The arguments raised by opponents of the Anoka-Hennepin settlement, most of them religious conservatives and proponents of conversion, or “pray away the gay” therapy, mirror those now being advanced by the archdiocese.
The Catholic Church has gone a step further, however, in linking the issue to same-sex marriage. The Archdiocese spent at least $650,000 in 2011 and 2012 campaigning to secure a constitutional ban on gay marriage; numerous dioceses and Catholic groups around the country donated hundreds of thousands of dollars more.
“The redefinition of marriage should not be seen as a stand-alone act,” the Catholic Spirit’s March column explained. “It is the harbinger of broader social change aimed at creating gender and sexual ‘freedom’ and breaking down the supposedly repressive social norm of heterosexual monogamy. And it is accompanied by other significant pieces of legislation working their way through Minnesota’s Legislature that should be resisted just as vigorously as same-sex ‘marriage.’”
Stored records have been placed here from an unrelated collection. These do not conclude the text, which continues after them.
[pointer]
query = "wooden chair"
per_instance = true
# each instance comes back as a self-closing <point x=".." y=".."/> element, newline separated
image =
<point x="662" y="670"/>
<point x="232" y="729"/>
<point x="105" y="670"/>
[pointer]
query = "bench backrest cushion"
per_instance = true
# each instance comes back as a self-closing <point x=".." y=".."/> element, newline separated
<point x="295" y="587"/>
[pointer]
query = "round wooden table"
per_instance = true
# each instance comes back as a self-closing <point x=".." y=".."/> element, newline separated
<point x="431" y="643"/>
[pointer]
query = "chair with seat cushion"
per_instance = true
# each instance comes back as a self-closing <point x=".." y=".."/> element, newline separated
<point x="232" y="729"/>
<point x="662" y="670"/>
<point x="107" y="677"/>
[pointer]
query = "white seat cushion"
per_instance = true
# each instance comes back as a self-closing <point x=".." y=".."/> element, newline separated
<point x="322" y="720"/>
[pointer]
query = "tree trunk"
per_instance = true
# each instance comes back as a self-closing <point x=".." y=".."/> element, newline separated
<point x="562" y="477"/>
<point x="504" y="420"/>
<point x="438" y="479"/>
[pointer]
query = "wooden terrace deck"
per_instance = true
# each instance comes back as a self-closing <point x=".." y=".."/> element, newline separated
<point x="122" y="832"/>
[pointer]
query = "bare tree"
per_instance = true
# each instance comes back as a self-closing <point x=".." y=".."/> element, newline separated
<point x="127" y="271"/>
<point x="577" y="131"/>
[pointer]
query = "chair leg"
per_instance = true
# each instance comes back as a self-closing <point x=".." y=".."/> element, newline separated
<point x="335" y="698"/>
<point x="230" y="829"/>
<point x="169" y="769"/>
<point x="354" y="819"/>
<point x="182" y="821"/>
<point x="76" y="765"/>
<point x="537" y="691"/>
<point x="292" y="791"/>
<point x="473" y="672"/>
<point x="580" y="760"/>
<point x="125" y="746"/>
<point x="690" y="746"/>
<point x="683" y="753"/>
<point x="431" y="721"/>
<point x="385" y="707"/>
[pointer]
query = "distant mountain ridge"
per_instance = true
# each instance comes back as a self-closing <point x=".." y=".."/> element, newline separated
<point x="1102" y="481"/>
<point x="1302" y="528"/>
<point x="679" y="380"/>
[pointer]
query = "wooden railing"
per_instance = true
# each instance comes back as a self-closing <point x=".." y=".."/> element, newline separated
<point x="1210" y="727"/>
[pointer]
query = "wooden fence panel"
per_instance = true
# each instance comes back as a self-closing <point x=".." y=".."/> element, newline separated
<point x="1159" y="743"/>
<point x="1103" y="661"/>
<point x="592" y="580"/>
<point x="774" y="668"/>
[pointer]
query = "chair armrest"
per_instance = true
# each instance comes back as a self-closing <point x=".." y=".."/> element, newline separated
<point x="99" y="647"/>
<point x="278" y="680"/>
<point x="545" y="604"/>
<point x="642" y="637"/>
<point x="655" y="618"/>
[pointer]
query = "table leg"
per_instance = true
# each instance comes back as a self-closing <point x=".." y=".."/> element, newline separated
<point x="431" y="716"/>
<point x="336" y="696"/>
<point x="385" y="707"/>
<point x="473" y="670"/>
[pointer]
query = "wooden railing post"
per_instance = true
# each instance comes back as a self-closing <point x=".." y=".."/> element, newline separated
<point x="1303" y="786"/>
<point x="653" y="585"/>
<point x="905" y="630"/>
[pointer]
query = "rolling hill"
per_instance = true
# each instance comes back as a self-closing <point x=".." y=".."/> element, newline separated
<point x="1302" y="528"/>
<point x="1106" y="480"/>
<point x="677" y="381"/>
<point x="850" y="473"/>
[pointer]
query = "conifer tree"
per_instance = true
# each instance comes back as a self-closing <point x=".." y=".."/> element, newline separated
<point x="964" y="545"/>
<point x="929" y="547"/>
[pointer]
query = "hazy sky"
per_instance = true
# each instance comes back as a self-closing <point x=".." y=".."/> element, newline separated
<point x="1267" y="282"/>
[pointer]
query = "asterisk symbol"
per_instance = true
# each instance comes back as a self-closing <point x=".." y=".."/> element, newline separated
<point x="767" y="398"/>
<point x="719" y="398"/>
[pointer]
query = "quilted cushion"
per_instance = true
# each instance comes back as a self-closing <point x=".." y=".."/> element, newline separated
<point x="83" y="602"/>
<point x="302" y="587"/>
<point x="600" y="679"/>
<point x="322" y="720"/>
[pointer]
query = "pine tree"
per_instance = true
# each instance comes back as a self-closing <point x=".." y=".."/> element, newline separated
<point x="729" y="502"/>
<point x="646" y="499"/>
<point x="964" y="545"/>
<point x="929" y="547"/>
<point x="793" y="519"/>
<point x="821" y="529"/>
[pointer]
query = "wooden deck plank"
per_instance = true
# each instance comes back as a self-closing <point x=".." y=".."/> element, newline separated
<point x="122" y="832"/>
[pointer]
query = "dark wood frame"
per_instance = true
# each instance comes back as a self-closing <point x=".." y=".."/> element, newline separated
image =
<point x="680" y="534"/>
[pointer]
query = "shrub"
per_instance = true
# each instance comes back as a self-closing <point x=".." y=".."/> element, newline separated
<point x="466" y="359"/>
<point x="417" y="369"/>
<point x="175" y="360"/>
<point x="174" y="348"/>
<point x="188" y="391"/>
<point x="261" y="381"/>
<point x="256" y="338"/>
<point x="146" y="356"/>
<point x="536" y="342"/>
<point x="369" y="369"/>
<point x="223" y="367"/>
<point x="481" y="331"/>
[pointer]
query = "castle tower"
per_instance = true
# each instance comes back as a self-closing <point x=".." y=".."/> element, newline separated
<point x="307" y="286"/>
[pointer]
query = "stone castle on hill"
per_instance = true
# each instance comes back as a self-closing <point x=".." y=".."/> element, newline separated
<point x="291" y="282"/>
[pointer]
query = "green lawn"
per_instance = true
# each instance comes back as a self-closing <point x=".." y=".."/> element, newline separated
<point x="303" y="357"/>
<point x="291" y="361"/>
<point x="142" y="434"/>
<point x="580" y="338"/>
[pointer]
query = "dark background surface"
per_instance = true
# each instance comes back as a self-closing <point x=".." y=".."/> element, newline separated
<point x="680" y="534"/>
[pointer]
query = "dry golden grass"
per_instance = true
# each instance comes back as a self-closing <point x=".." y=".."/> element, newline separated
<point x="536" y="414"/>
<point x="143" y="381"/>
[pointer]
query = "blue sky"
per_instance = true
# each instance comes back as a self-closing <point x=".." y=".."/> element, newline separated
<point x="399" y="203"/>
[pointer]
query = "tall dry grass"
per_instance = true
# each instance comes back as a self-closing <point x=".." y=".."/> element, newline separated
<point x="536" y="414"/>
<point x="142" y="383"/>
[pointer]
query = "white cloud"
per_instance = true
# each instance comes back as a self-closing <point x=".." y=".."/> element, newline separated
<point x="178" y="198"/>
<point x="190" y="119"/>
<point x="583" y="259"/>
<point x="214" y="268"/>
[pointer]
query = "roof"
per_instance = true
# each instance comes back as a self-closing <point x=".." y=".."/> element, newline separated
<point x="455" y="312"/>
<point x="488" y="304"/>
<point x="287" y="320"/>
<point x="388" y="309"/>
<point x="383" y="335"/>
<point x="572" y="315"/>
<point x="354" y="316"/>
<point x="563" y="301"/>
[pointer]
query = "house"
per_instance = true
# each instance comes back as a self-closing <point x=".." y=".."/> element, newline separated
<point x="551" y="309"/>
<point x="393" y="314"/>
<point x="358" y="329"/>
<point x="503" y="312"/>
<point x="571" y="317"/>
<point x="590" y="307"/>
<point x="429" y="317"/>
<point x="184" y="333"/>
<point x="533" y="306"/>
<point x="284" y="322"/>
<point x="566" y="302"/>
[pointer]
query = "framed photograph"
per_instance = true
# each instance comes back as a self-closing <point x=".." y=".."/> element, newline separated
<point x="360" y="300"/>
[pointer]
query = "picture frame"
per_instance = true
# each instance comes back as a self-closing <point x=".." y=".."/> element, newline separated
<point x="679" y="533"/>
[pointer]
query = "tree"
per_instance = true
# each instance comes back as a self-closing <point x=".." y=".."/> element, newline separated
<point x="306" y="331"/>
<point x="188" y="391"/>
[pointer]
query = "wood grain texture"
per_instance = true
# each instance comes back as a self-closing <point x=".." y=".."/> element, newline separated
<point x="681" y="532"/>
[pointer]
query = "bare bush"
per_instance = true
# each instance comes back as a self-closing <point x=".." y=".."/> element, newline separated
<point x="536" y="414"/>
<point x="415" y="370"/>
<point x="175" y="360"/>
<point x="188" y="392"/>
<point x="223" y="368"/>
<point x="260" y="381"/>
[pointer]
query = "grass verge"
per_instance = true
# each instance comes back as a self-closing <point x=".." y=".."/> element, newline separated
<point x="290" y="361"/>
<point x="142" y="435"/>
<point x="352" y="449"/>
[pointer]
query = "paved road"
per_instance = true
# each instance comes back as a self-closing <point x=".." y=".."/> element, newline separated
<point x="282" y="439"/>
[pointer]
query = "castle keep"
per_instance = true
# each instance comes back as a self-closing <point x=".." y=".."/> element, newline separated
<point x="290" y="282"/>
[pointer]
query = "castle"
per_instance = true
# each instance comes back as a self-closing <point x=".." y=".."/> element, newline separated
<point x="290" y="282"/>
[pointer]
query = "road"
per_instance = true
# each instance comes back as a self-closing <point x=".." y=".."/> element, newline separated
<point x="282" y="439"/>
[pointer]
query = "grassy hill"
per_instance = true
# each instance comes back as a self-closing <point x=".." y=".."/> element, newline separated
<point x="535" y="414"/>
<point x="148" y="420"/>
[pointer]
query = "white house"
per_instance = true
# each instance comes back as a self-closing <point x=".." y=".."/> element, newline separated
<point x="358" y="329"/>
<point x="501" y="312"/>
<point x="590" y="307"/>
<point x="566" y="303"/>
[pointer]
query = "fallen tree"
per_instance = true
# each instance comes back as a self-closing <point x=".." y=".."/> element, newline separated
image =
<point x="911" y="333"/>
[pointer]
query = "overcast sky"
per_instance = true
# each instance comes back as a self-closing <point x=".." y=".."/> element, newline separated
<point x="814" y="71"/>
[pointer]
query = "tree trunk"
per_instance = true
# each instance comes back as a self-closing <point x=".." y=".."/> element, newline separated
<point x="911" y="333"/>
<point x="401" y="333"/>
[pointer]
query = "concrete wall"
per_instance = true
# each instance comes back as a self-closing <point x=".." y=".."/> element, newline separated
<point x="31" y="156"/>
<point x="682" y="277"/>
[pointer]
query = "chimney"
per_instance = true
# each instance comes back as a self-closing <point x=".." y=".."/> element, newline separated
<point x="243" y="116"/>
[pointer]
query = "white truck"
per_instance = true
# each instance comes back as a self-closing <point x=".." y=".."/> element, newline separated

Specific language in the bill protecting students from religious harassment and recognizing their constitutional right to free religious speech hasn’t satisfied critics, who have warned that schools will be forced to “teach same-sex marriage.” Both the recognition of same-sex marriage and the Safe Schools legislation will protect select groups of individuals at the cost of the rights and safety of others, the Archodiocesan communications argue.
“If marriage is redefined, the coercion of silence will enter the legal sphere, where real penalties will befall those so-called ‘bigots’ who ‘discriminate’ by clinging to the traditional definition of marriage,” the Catholic Spirit said. “The schools are the ideal place to foster this new regime of ‘tolerance,’ and forcefully suppress any bad thoughts or ‘hate’ speech that may emerge.” [That sounds right.]
The arguments are buttressed by testimony from Star Tribune columnist Katherine Kersten and from University of St. Thomas professor Michael Stokes Paulsen, described as a nationally recognized constitutional law expert.
[…]
Read the rest there. It is interesting.
Creeping incrementalism, friends.
Of course now the left, liberals and promoters of unnatural acts will accuse the Church of being in favor of bullying.
Fr Z kudos to Archbp. Nienstedt and the Minnesota Catholic Conference.